Hypoparathyroidism can be congenital/ hereditary, iatrogenic (e.g., drugs, removal of the parathyroid glands during thyroid or parathyroid surgery, radiation), infiltrative (e.g., metastatic carcinoma, Wilson's disease, sarcoidosis), suppression of parathyroid function such as in hypomagnesemia, infective (HIV/AIDS), or idiopathic which is a diagnosis of exclusion.  Prevalence of hypoparathyroidism is equal in men and women and occurs in all age groups. Basal ganglia calcification is a known association of hypoparathyroidism, the most common site being globus pallidus.  Extensive intracranial calcification as in this case is a rare phenomenon.
Basal ganglia calcification can manifest as seizures, mental deterioration, cerebellar ataxia, Parkinsonism More Details, chorea, and rarely it can be asymptomatic.  The emergence of CT has led to the finding that sporadic calcification is the most common form, present in up to 1.5% of all brain scans. 

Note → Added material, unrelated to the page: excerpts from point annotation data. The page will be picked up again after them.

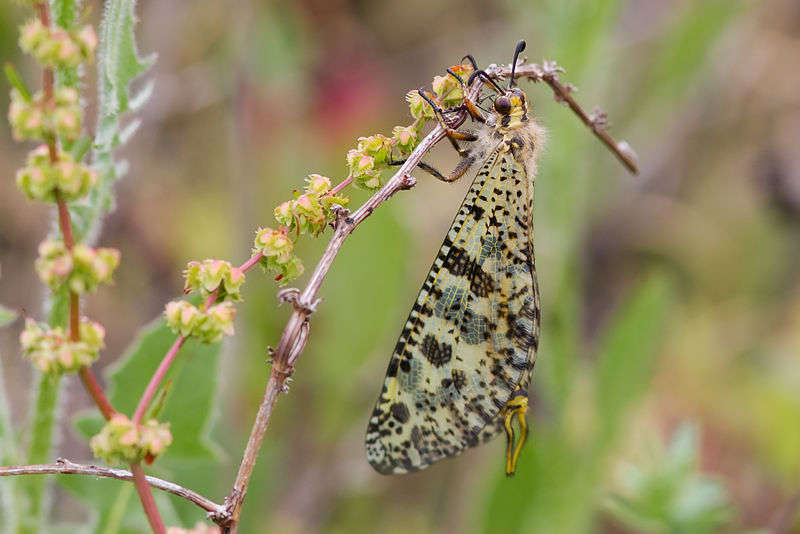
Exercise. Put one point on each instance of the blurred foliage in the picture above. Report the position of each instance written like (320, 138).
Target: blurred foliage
(668, 495)
(666, 297)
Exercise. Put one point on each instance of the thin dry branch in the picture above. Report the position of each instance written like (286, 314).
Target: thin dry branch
(294, 336)
(66, 467)
(597, 121)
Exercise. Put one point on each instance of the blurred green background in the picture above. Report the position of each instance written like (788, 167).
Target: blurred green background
(666, 397)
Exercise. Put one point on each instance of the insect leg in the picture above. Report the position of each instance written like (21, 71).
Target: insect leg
(452, 133)
(457, 173)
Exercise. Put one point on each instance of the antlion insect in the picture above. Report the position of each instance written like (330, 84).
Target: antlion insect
(460, 370)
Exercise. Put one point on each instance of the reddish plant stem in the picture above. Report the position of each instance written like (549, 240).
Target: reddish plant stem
(172, 353)
(254, 259)
(156, 379)
(66, 467)
(295, 334)
(65, 224)
(148, 502)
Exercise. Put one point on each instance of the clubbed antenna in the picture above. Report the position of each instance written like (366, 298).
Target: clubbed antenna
(519, 49)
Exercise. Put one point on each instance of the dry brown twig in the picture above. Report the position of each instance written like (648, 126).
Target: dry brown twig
(295, 333)
(66, 467)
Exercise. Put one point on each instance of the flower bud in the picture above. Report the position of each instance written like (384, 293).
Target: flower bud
(448, 90)
(317, 185)
(182, 317)
(218, 321)
(41, 179)
(405, 137)
(51, 350)
(120, 441)
(377, 146)
(419, 108)
(56, 47)
(283, 214)
(273, 243)
(214, 275)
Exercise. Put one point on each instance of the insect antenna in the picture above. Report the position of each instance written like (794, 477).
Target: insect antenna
(520, 48)
(485, 77)
(471, 60)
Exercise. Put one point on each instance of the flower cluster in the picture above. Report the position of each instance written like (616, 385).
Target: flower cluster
(186, 319)
(31, 119)
(82, 269)
(51, 350)
(56, 47)
(120, 441)
(276, 254)
(310, 211)
(214, 275)
(41, 179)
(366, 162)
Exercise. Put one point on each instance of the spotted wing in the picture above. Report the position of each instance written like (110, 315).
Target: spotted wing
(472, 334)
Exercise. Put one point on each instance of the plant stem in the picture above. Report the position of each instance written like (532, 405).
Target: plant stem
(148, 502)
(294, 336)
(295, 333)
(32, 491)
(156, 379)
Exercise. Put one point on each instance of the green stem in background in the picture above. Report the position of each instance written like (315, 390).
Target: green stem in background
(31, 490)
(117, 512)
(8, 456)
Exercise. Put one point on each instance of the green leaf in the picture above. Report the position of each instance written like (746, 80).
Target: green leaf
(114, 505)
(16, 81)
(7, 316)
(668, 495)
(119, 66)
(189, 405)
(65, 15)
(8, 456)
(31, 490)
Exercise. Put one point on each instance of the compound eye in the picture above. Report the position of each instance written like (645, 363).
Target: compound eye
(502, 105)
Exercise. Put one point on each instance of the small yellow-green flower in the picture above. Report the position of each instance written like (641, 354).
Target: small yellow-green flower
(214, 275)
(56, 47)
(51, 350)
(42, 179)
(120, 441)
(82, 269)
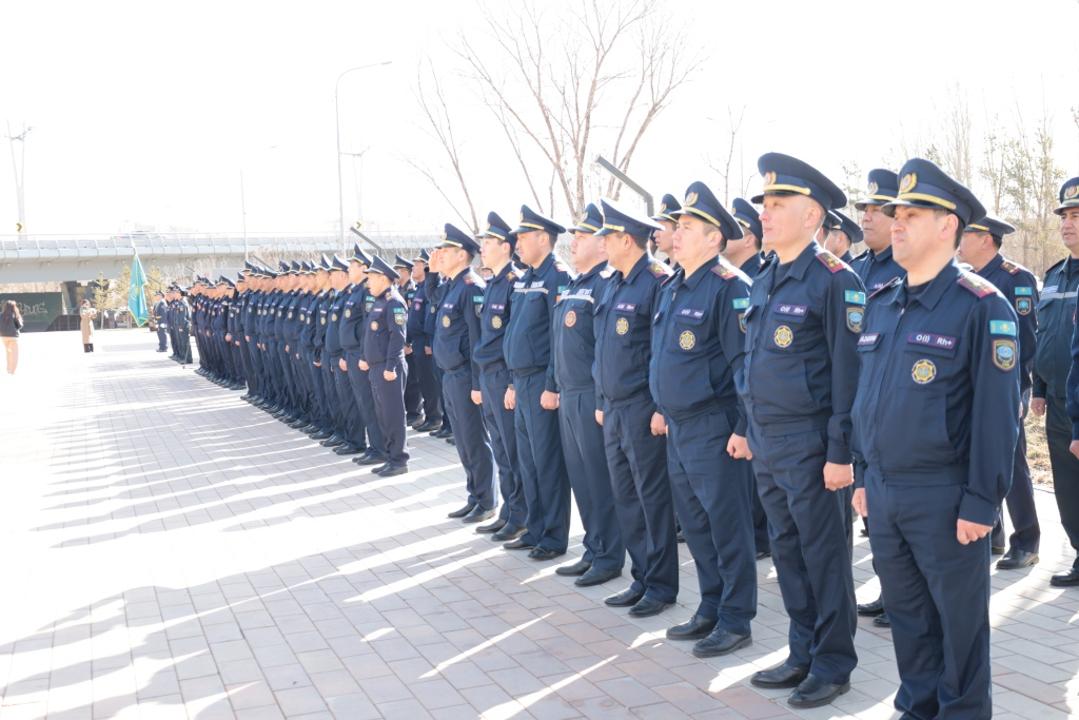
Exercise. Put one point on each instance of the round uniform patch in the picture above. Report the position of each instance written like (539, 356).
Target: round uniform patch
(783, 337)
(924, 371)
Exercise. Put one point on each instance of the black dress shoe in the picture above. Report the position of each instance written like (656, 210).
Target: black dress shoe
(815, 692)
(1016, 558)
(721, 642)
(695, 628)
(871, 609)
(627, 598)
(578, 568)
(491, 527)
(1069, 579)
(508, 533)
(780, 676)
(647, 607)
(461, 512)
(518, 544)
(597, 576)
(478, 515)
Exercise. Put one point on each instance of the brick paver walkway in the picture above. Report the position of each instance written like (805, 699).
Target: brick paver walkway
(171, 552)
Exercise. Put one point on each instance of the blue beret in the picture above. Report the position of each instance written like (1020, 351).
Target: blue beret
(700, 201)
(616, 219)
(590, 222)
(747, 216)
(458, 238)
(924, 185)
(790, 176)
(532, 220)
(382, 267)
(991, 225)
(881, 189)
(667, 207)
(1069, 195)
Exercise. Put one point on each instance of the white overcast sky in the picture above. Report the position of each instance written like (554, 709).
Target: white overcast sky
(147, 112)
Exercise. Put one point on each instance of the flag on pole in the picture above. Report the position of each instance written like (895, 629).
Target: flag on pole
(136, 293)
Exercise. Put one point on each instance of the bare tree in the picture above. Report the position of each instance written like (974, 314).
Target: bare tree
(585, 98)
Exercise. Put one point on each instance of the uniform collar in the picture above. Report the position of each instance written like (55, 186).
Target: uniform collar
(931, 295)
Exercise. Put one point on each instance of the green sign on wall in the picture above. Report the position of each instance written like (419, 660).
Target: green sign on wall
(38, 309)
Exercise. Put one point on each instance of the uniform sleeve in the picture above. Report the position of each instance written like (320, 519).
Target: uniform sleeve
(1073, 382)
(474, 297)
(843, 317)
(734, 301)
(396, 328)
(995, 411)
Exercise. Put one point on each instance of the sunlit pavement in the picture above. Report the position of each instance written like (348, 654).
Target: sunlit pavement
(168, 551)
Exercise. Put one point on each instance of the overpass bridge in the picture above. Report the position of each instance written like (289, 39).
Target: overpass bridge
(83, 258)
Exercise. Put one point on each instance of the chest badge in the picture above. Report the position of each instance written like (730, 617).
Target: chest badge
(924, 371)
(1004, 354)
(783, 336)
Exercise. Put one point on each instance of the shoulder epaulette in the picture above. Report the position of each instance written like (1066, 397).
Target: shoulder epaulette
(895, 282)
(658, 269)
(833, 263)
(977, 285)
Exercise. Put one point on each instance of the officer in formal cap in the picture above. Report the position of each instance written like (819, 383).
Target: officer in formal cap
(936, 418)
(980, 248)
(842, 233)
(415, 341)
(456, 335)
(698, 339)
(664, 239)
(573, 348)
(497, 243)
(383, 361)
(746, 253)
(1052, 398)
(637, 456)
(806, 310)
(531, 395)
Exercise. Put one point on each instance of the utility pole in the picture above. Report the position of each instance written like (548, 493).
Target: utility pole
(18, 166)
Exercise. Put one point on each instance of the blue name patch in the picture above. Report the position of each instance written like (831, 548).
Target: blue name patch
(931, 340)
(1002, 327)
(855, 297)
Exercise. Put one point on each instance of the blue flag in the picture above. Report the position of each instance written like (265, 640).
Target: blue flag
(136, 294)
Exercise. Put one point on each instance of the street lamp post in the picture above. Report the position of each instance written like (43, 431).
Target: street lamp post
(337, 118)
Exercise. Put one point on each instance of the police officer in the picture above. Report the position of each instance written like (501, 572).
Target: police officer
(637, 457)
(697, 340)
(980, 248)
(1056, 323)
(496, 250)
(417, 340)
(573, 348)
(383, 360)
(806, 310)
(456, 335)
(527, 348)
(937, 420)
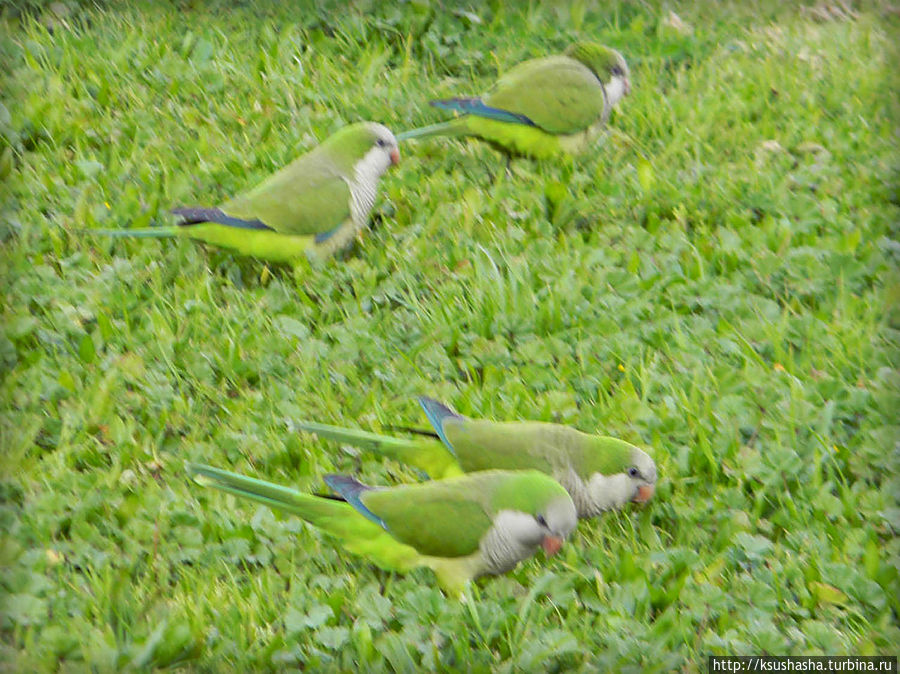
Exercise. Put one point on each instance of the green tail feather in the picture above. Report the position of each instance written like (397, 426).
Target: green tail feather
(335, 518)
(455, 127)
(427, 454)
(267, 493)
(139, 233)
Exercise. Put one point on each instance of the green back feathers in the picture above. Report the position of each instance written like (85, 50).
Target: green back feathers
(310, 195)
(448, 518)
(558, 94)
(603, 61)
(601, 454)
(529, 491)
(549, 448)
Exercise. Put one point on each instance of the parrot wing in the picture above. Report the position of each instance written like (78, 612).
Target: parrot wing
(440, 519)
(558, 94)
(310, 196)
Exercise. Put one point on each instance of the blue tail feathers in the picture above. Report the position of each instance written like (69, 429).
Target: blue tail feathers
(350, 490)
(475, 106)
(195, 216)
(437, 412)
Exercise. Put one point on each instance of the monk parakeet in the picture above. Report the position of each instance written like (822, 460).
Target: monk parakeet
(600, 473)
(542, 107)
(461, 528)
(312, 207)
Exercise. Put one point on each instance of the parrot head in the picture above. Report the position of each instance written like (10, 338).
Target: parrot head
(607, 64)
(368, 147)
(619, 472)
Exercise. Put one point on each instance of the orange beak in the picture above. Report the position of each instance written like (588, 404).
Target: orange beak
(551, 545)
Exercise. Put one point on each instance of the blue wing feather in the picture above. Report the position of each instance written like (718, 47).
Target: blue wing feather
(475, 106)
(194, 216)
(437, 413)
(350, 490)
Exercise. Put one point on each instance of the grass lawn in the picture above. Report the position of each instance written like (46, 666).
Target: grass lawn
(713, 281)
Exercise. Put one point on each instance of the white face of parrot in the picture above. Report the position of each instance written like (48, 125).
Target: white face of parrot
(384, 152)
(636, 484)
(619, 85)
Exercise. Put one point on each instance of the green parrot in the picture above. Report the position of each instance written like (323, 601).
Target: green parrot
(311, 208)
(461, 528)
(600, 473)
(543, 107)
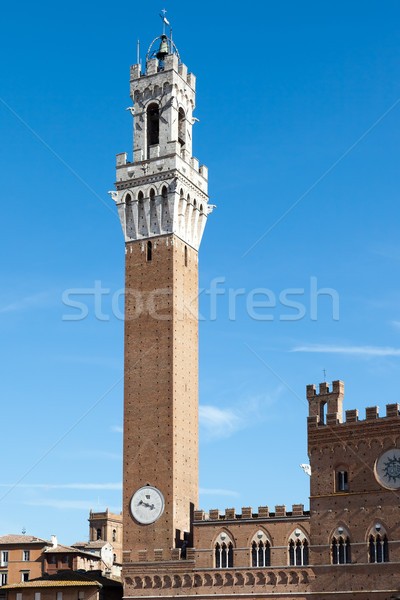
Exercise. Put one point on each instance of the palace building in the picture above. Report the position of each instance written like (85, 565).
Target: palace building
(347, 545)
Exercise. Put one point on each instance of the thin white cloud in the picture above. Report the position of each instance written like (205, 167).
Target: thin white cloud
(217, 492)
(218, 422)
(352, 350)
(67, 504)
(117, 429)
(67, 486)
(40, 300)
(93, 454)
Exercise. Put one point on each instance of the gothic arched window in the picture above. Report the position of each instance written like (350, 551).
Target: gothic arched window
(181, 126)
(261, 554)
(298, 549)
(149, 254)
(378, 545)
(223, 552)
(153, 124)
(341, 550)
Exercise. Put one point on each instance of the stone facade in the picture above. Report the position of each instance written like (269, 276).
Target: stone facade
(107, 526)
(348, 542)
(21, 557)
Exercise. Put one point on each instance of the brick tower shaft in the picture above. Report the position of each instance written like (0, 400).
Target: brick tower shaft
(162, 203)
(161, 389)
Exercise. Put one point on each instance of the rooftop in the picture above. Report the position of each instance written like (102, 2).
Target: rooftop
(95, 544)
(48, 583)
(22, 539)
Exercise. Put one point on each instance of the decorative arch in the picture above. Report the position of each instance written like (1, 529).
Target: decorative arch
(152, 125)
(165, 217)
(340, 546)
(154, 224)
(298, 548)
(223, 550)
(181, 126)
(378, 544)
(260, 545)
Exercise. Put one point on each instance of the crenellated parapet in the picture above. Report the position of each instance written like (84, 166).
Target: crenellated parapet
(332, 400)
(247, 513)
(163, 190)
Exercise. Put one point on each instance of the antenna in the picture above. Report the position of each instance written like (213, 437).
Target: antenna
(164, 20)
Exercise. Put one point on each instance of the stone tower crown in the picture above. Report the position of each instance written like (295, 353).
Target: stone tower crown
(332, 399)
(163, 190)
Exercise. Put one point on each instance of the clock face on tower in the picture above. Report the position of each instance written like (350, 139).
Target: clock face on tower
(387, 469)
(147, 505)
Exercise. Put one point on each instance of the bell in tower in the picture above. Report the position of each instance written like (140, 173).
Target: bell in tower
(162, 201)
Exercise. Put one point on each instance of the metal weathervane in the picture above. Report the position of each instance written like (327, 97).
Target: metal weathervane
(164, 20)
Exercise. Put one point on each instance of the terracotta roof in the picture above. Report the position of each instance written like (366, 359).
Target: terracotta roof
(97, 544)
(60, 549)
(47, 583)
(22, 539)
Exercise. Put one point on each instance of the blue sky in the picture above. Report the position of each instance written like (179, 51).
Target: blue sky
(290, 96)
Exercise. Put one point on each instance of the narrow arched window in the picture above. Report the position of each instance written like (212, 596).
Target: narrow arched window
(230, 555)
(181, 126)
(260, 554)
(341, 481)
(378, 549)
(299, 553)
(298, 549)
(334, 552)
(341, 551)
(305, 553)
(217, 556)
(149, 251)
(254, 555)
(223, 555)
(153, 124)
(291, 553)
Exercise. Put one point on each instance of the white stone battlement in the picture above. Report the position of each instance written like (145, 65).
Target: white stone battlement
(164, 189)
(171, 64)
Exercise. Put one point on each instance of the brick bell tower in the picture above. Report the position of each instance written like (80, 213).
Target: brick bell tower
(163, 206)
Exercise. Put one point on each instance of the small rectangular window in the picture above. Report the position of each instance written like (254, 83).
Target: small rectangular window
(4, 558)
(341, 481)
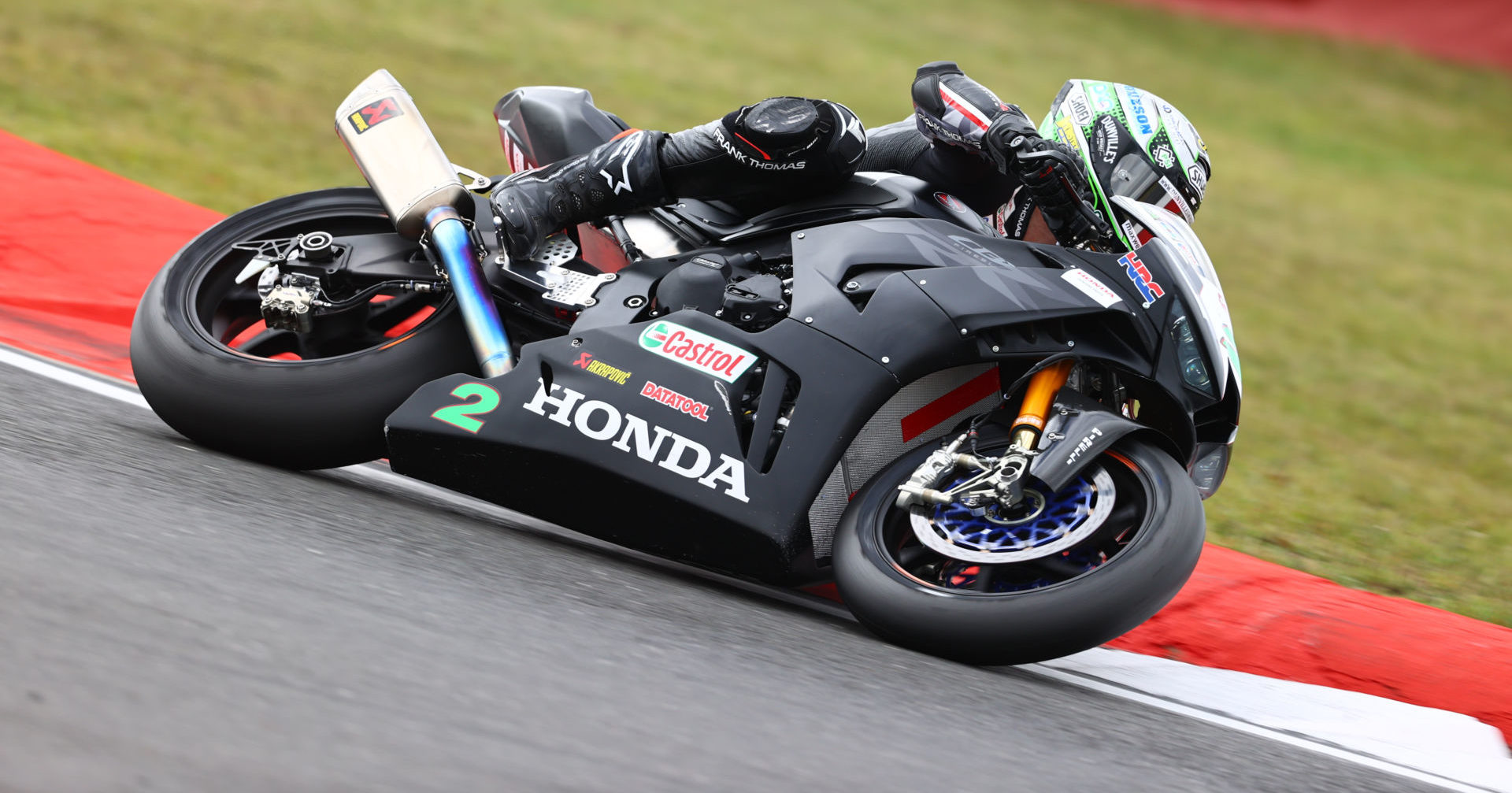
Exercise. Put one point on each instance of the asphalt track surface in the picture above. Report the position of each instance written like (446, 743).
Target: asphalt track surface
(179, 619)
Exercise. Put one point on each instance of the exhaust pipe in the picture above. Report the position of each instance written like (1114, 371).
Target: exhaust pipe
(417, 185)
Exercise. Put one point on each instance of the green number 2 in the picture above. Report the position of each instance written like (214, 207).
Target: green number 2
(461, 415)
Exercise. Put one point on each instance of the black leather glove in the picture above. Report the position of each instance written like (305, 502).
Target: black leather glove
(1058, 180)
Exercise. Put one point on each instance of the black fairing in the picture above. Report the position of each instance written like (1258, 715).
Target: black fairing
(549, 123)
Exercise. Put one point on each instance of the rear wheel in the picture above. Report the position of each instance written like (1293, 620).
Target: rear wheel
(215, 372)
(1071, 571)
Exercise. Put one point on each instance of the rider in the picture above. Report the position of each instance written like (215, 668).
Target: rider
(962, 138)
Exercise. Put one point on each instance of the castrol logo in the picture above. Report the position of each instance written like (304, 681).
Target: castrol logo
(698, 350)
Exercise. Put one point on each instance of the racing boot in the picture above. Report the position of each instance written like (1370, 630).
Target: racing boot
(613, 179)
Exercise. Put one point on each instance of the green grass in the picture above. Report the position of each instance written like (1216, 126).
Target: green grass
(1358, 208)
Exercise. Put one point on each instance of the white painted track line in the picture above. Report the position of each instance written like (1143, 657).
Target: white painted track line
(1426, 745)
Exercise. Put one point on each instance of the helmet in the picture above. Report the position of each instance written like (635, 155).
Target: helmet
(1134, 144)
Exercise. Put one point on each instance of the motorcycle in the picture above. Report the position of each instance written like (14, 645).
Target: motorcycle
(995, 450)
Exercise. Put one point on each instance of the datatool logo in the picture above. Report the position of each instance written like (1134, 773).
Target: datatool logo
(698, 350)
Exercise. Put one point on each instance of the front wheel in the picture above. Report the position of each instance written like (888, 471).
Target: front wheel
(1078, 568)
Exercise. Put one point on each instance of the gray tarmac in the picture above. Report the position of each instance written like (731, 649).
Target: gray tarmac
(177, 619)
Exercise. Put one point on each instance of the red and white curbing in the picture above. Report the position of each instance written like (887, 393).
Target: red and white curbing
(1237, 612)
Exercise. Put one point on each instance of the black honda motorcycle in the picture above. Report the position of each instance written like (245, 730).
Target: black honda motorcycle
(997, 450)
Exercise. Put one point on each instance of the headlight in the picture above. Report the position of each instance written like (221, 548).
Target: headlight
(1189, 353)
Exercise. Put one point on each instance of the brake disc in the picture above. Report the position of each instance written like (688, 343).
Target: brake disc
(1050, 525)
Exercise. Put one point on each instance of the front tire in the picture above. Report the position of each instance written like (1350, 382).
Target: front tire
(282, 400)
(928, 602)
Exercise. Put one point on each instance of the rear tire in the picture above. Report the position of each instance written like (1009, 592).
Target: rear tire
(1058, 619)
(324, 412)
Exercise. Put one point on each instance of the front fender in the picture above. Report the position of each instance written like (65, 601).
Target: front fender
(1081, 430)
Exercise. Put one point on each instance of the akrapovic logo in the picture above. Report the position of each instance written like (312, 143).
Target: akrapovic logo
(601, 421)
(698, 350)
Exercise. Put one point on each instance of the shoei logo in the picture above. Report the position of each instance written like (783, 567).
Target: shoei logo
(698, 350)
(369, 117)
(664, 448)
(1142, 279)
(1136, 106)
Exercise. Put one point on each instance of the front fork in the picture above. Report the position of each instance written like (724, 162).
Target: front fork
(994, 479)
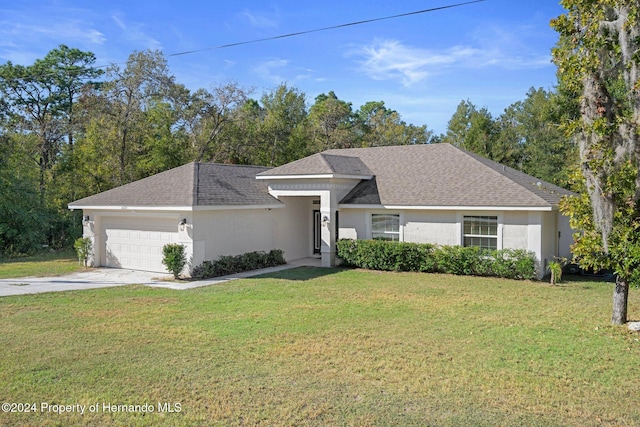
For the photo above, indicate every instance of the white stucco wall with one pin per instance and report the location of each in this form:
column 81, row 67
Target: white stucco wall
column 536, row 231
column 233, row 232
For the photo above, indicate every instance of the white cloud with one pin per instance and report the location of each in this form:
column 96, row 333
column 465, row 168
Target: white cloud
column 135, row 32
column 269, row 70
column 261, row 20
column 391, row 60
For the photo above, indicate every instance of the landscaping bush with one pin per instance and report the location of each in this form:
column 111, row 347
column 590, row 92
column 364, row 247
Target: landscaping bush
column 232, row 264
column 174, row 258
column 386, row 255
column 83, row 249
column 429, row 258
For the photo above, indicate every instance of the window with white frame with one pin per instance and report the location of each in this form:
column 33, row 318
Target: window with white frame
column 481, row 231
column 385, row 227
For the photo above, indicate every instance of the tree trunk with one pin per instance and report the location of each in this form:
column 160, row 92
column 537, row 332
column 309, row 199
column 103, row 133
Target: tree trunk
column 620, row 296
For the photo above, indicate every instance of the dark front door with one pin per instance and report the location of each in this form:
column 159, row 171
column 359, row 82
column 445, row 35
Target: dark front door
column 317, row 232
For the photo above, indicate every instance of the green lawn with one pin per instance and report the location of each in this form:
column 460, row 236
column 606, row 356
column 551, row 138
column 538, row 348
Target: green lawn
column 325, row 347
column 48, row 264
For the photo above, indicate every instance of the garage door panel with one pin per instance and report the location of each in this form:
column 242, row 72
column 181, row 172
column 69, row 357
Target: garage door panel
column 138, row 246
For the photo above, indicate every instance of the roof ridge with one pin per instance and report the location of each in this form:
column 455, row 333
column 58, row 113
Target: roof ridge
column 496, row 166
column 326, row 162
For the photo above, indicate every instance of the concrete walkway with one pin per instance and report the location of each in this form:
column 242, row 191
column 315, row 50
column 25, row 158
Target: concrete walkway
column 109, row 277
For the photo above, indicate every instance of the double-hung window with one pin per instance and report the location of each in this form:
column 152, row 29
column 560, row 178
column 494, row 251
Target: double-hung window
column 385, row 227
column 481, row 231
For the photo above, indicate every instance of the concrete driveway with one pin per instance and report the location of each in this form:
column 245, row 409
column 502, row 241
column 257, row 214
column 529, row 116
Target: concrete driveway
column 109, row 277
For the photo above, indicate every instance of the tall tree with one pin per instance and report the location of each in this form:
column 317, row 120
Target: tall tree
column 472, row 129
column 120, row 120
column 206, row 116
column 283, row 130
column 380, row 126
column 332, row 123
column 531, row 138
column 598, row 56
column 40, row 98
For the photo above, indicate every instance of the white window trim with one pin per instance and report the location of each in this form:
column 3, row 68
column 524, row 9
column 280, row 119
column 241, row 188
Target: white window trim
column 460, row 220
column 384, row 212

Decreased PTH levels, hypocalcemia, and hyperphosphatemia in our case suggest primary hypoparathyroidism. As discussed, abnormal facies, mental retardation, bilateral lenticular cataracts, extensive intracranial calcifications, and most importantly manifestation of the disease from early childhood suggests congenital/hereditary etiology. Long-standing hypocalcemia associated with hyperphosphatemia (observed with PTH deficiency or resistance) leads to calcification of the basal ganglia and mineral ion deposits in the lens leads to cataract formation.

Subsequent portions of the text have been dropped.